ZEB1 transcription factor promotes immune escape in melanoma

Maud Plaschka, Valentin Benboubker, Maxime Grimont, Justine Berthet, Laurie Tonon, Jonathan Lopez, Myrtille Le-Bouar, Brigitte Balme, Garance Tondeur, Arnaud de la Fouchardière, Lionel Larue, Alain Puisieux, Yenkel Grinberg-Bleyer, Nathalie Bendriss-Vermare, Bertrand Dubois, Christophe Caux, Stéphane Dalle, Julie Caramel, Maud Plaschka, Valentin Benboubker, Maxime Grimont, Justine Berthet, Laurie Tonon, Jonathan Lopez, Myrtille Le-Bouar, Brigitte Balme, Garance Tondeur, Arnaud de la Fouchardière, Lionel Larue, Alain Puisieux, Yenkel Grinberg-Bleyer, Nathalie Bendriss-Vermare, Bertrand Dubois, Christophe Caux, Stéphane Dalle, Julie Caramel

Abstract

Background: The efficacy of immunotherapies in metastatic melanoma depends on a robust T cell infiltration. Oncogenic alterations of tumor cells have been associated to T cell exclusion. Identifying novel cancer cell-intrinsic non-genetic mechanisms of immune escape, the targeting of which would reinstate T cell recruitment, would allow to restore the response to anti-programmed cell death protein 1 (PD-1) antibody therapy. The epithelial-to-mesenchymal transition (EMT)-inducing transcription factor ZEB1 is a major regulator of melanoma cell plasticity, driving resistance to mitogen-activated protein kinase (MAPK) targeted therapies. We thus wondered whether ZEB1 signaling in melanoma cells may promote immune evasion and resistance to immunotherapy.

Methods: We evaluated the putative correlation between ZEB1 expression in melanoma cells and the composition of the immune infiltrate in a cohort of 60 human melanoma samples by combining transcriptomic (RNA-sequencing) and seven-color spatial multi-immunofluorescence analyses. Algorithm-based spatial reconstitution of tumors allowed the quantification of CD8+, CD4+ T cells number and their activation state (PD-1, Ki67). ZEB1 gain-of-function or loss-of-function approaches were then implemented in syngeneic melanoma mouse models, followed by monitoring of tumor growth, quantification of immune cell populations frequency and function by flow cytometry, cytokines secretion by multiplex analyses. Chromatin-immunoprecipitation was used to demonstrate the direct binding of this transcription factor on the promoters of cytokine-encoding genes. Finally, the sensitivity to anti-PD-1 antibody therapy upon ZEB1 gain-of-function or loss-of-function was evaluated.

Results: Combined spatial and transcriptomic analyses of the immune infiltrates in human melanoma samples demonstrated that ZEB1 expression in melanoma cells is associated with decreased CD8+ T cell infiltration, independently of β-catenin pathway activation. ZEB1 ectopic expression in melanoma cells impairs CD8+ T cell recruitment in syngeneic mouse models, resulting in tumor immune evasion and resistance to immune checkpoint blockade.
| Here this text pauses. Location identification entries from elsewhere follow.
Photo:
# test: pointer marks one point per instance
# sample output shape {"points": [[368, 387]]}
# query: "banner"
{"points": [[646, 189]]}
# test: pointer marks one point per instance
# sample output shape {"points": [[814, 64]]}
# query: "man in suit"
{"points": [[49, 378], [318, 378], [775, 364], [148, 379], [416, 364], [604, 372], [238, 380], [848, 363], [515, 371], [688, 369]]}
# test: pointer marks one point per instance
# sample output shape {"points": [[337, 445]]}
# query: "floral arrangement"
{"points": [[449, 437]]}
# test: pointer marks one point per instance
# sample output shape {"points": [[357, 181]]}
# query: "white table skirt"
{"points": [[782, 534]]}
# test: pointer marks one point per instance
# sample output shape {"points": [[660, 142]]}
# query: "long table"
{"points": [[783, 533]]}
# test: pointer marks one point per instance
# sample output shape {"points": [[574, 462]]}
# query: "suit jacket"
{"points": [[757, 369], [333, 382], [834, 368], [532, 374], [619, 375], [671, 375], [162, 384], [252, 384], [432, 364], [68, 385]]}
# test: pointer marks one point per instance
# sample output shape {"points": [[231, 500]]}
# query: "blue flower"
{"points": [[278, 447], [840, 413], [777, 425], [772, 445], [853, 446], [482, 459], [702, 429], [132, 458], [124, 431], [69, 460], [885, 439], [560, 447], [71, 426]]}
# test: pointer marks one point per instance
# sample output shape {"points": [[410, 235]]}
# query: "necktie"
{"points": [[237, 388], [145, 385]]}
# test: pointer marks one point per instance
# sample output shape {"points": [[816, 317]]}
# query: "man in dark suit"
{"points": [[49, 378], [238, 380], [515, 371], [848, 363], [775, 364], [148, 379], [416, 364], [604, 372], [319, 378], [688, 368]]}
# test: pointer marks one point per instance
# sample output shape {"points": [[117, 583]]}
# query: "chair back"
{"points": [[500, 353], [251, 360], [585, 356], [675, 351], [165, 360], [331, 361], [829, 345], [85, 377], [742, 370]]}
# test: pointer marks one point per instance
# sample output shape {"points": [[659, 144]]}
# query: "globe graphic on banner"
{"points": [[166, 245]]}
Mechanistically, we demonstrate that ZEB1 directly represses the secretion of T cell-attracting chemokines, including CXCL10. Finally, Zeb1 knock-out, by promoting CD8+ T cell infiltration, synergizes with anti-PD-1 antibody therapy in promoting tumor regression.

Conclusions: We identify the ZEB1 transcription factor as a key determinant of melanoma immune escape, highlighting a previously unknown therapeutic target to increase efficacy of immunotherapy in melanoma.

Trial registration number: NCT02828202.

Keywords: immunotherapy; lymphocytes; melanoma; tumor escape; tumor microenvironment; tumor-infiltrating.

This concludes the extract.